いや、そもそもなぜこの人物が私たちの元に?
…それ以前になぜ私達の居場所を知られている?
ここのことは【ヘスティア・ファミリア】の方々とシルとミア母さんしか知らないはずで…
疑問が尽きない。
違和感が尽きない。
だから私の心に恐怖が生まれる。その恐怖のせいで言葉が出てこない。
…何だ?この気持ちの悪い背筋の寒気は?私は動揺しているのか?
そんなこと考えるまでもなかった。私は確かに恐怖を感じ、動揺している。
そのせいで言葉を紡ぎ出せず、僅かに脚まで震え始めている。
私は突然玄関前に姿を現した人物を前にあり得ないほどに物怖じしていたのだ。
そしてそんな状況を招き寄せた人物はまるで私の心境を完全に見抜き嘲笑うようにぐにゃりと頬を歪めて言った。
「おいおい。そんなに驚くことないじゃないか?俺はリューちゃんに何度も助けを求めたこともあるリューちゃんの友人のアスフィの主神であるヘルメスだぜ?…まさか色ボケたせいで記憶が飛んじゃった…なんてことはないだろう?」
裏に潜む悪意を敢えて隠そうとしないかのような笑みと意図的に釘を刺すような言葉を並び立てる神物が私の目の前にいた。
神ヘルメス。
【中層】でベルが生死の境を彷徨った際に私をベルの救出への同行を誘い、私とベルの接点の一部となった神物。

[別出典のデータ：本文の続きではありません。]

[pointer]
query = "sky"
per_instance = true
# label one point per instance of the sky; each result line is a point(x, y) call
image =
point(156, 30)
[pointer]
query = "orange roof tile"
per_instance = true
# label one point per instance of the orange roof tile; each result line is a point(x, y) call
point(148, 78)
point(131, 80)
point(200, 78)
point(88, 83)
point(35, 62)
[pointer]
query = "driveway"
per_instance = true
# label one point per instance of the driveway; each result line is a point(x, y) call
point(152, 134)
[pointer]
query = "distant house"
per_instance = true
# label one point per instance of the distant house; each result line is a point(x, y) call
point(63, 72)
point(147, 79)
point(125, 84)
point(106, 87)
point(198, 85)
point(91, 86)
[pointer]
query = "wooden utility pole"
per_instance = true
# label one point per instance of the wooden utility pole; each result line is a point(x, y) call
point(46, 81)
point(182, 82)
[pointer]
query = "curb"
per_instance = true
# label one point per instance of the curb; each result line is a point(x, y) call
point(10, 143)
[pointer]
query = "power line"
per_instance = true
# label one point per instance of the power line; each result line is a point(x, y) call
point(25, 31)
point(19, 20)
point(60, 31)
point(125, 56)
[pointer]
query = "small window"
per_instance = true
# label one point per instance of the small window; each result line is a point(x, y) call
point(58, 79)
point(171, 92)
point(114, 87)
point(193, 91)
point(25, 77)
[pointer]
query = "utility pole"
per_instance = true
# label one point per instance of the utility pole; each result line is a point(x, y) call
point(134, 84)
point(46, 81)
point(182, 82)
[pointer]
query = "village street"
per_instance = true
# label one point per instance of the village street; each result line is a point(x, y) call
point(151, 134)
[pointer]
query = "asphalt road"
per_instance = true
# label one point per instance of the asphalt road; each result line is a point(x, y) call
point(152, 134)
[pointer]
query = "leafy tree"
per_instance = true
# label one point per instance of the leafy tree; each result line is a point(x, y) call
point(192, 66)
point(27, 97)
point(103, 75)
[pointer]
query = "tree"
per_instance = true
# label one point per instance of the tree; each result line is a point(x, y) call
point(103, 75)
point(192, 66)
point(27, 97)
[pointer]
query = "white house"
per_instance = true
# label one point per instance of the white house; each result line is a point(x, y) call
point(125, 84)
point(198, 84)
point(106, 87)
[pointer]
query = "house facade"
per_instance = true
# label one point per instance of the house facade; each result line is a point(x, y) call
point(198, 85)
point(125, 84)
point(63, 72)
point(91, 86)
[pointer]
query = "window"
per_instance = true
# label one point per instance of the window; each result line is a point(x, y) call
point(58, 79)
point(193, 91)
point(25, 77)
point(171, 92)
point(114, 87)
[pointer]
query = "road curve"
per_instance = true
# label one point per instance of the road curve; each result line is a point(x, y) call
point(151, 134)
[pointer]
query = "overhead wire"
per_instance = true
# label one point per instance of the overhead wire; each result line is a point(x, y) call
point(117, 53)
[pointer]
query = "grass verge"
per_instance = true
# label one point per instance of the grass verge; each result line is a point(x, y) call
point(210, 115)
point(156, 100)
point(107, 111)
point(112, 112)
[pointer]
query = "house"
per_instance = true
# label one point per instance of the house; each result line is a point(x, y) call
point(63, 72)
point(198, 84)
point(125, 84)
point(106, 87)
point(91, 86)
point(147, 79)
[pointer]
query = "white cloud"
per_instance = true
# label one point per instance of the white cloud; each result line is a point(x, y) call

…不自然なまでにベルの周囲に出没し、きな臭さを感じずにはいられない神物。
そんな神物がこのタイミングに現れたということ…
それは私のよく外れる勘でさえも外しようがない危機の合図に他ならなかった。
だからこそ…私は気を引き締めてこの神物とは向き合わねばならない。
神ヘルメスの突然の来訪という異常事態による動揺だけでなくベルに手料理を振る舞えなかったショックを打ち払うという意味でも冷静沈着に対面するための心の準備が必要であった。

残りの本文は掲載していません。